The 83’x25’, 10-megapixel videowall in Philadelphia’s Comcast Center features a series of photorealistic images playing on 6,771 Barco NX-4 4mm LED modules.

If you listen carefully, you can almost hear the videowall in the lobby of Philadelphia's Comcast Center thinking.

For 18 hours a day, the giant 83ft.-wide-by-25ft.-high, 10-megapixel display provides the approximately 10,000 people who walk daily through the seven-story glass atrium with an unending — yet endlessly varied — parade of stunningly photorealistic images generated by a content-creation system with a complexity that approaches artificial intelligence.

The videowall is composed of 6,771 Barco NX-4 4mm LED modules in a seamlessly flat 800-tile installation that is draped over three cutouts accommodating the lobby's elevator banks. The fundamental genius of the videowall's design is that the display surface itself is intended not to be seen at all. Its creator, high-definition technology pioneer David Niles, has given the background on the LED array the exact same look as the 9'×10' maple wood panels adorning the surrounding walls. That way, images generated on the videowall's screen can appear to be floating in front of the wall itself.

In an era that sees corporate logos splashed over everything from sports stadiums to concert halls, it's refreshing to note that the videowall lobby installation was conceived by Comcast's chairman and CEO, Brian Roberts, as a gift to the people of Philadelphia.

To bring it to life, Roberts and the owner of the building, Liberty Property Trust, turned to Niles because of his proven history of being able to work magic with HD display technology that no one else has even attempted. After all, Niles established the first modern HD production studio in 1985 in Paris. After moving to Manhattan, he later employed HD acquisition and post to create music projects for the likes of Tony Bennett, Mick Jagger, and Aerosmith. Niles has also produced highly acclaimed HDTV installations at such places as Macy's Herald Square and Madison Square Garden in New York. He has used his HD wizardry on numerous TV entertainment and commercial productions, and he has been awarded the Chevalier des Arts et Lettres from the French Minister of Culture and an Emmy nomination from the Academy of Television Arts & Sciences.

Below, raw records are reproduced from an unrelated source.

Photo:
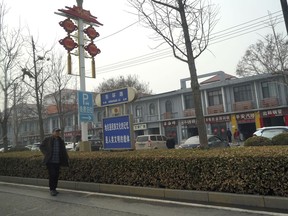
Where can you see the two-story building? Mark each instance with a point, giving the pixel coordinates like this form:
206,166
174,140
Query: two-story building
227,101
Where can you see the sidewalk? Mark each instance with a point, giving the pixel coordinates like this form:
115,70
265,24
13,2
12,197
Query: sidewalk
203,197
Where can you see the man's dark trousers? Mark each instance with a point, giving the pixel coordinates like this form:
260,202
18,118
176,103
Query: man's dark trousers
53,172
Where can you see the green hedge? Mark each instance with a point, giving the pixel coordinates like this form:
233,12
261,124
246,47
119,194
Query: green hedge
258,141
248,170
280,139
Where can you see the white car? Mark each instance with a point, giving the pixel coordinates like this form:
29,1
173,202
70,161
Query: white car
213,142
270,132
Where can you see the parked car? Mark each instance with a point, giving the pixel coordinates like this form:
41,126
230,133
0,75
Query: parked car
70,146
213,142
270,132
8,148
35,146
152,141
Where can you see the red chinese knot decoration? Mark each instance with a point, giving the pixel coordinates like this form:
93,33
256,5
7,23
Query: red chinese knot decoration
92,49
68,43
68,25
91,32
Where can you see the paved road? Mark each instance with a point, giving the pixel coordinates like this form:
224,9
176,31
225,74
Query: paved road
24,200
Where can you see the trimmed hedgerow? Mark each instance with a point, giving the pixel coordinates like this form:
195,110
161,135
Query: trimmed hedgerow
280,139
261,170
258,141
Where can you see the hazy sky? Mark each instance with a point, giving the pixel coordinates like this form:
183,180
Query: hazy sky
127,49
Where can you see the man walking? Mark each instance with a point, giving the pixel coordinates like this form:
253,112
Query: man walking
237,137
229,136
55,155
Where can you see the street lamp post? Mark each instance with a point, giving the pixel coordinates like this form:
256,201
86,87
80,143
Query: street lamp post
84,125
82,17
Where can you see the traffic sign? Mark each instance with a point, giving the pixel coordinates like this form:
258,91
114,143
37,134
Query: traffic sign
85,106
116,97
117,132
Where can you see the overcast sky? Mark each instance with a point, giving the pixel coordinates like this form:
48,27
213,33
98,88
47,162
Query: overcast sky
126,47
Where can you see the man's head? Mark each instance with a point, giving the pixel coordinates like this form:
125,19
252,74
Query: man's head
56,131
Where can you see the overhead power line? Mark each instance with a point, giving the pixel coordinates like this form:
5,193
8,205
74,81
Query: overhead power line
218,37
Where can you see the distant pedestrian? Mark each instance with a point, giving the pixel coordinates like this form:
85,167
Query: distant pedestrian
229,135
237,137
170,143
55,155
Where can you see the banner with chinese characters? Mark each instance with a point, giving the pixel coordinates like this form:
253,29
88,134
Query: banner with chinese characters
245,117
215,119
172,123
271,113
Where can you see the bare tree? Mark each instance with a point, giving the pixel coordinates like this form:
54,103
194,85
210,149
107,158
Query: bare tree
11,43
268,55
122,82
185,25
63,98
35,75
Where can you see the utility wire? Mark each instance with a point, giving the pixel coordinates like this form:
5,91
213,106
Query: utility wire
239,30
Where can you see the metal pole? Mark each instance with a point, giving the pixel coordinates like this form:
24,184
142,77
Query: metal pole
84,125
285,12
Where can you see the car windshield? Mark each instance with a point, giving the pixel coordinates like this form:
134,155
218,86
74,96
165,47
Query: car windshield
142,139
272,132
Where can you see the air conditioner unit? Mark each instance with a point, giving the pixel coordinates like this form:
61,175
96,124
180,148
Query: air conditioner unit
138,120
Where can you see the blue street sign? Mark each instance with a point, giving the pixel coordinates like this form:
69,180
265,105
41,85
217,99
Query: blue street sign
114,97
85,106
117,133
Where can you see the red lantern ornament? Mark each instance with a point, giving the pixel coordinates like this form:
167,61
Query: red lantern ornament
68,43
68,25
92,49
91,32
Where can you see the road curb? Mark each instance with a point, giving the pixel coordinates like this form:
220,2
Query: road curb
248,201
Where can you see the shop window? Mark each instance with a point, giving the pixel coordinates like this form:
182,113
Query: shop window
269,89
168,106
152,110
242,93
188,101
138,111
215,98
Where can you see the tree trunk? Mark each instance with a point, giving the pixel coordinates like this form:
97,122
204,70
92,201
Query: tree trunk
194,80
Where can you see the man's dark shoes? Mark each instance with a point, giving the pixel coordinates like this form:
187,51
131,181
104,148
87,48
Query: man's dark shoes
53,193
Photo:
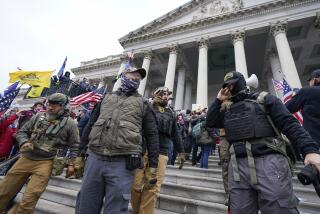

Comcast and Liberty Property Trust came to the Niles Creative Group asking its founder to conjure up a lobby experience that would provide a magical environment capable of inspiring and informing passers-by with a longevity that would extend its appeal well into the future.

PLANNING AND IMPLEMENTATION

The criteria Niles set for himself were daunting.

“First, I wanted the wall to be photorealistic so the viewing experience would approach reality,” he says. “Second, since the atrium is open to the skylight, the display had to be able to stand up to daylight. Therefore, a projection system was out. And third, we needed to find a technology for the content-creation system behind the wall that could be almost maintenance-free by operating mostly on its own.”

In 2005, Niles installed a large LED display as the backdrop for stage productions at Radio City Music Hall, so in February 2007, he invited several major manufacturers to conduct a side-by-side LED screen shootout. Each system had advantages and disadvantages, but by March 2007, Barco's NX-4 4mm LED modules were picked.

The wall was to be suspended from a massive, steel box header beam bolted to the underpanels of the floor above, with tie-backs from the rear of the wall to the building's concrete core to stablize the wall vertically. Other than those tie-backs, the wall is completely independent from the rest of the building to so it can freely expand and contract with changing temperatures. The header beam went up in October 2007, and Barco started hanging the tiles in March 2008, completing that phase by early May. During the whole installation process, the wall was hidden from public view behind a paper curtain.

“It was a pretty extensive evaluation process,” says Steve Scorse, vice president of events at Barco. “With no rear access, everything had to be serviced from the front of the wall. Nobody had ever hung a videowall this size before, and we were scaling the project up from a 100-tile demonstration to a custom 800-tile installation with a hidden support structure that has to hold up to 28,000lbs. of LED modules. Fortunately, Barco's depth of engineering experience was extensive enough to handle the challenge.”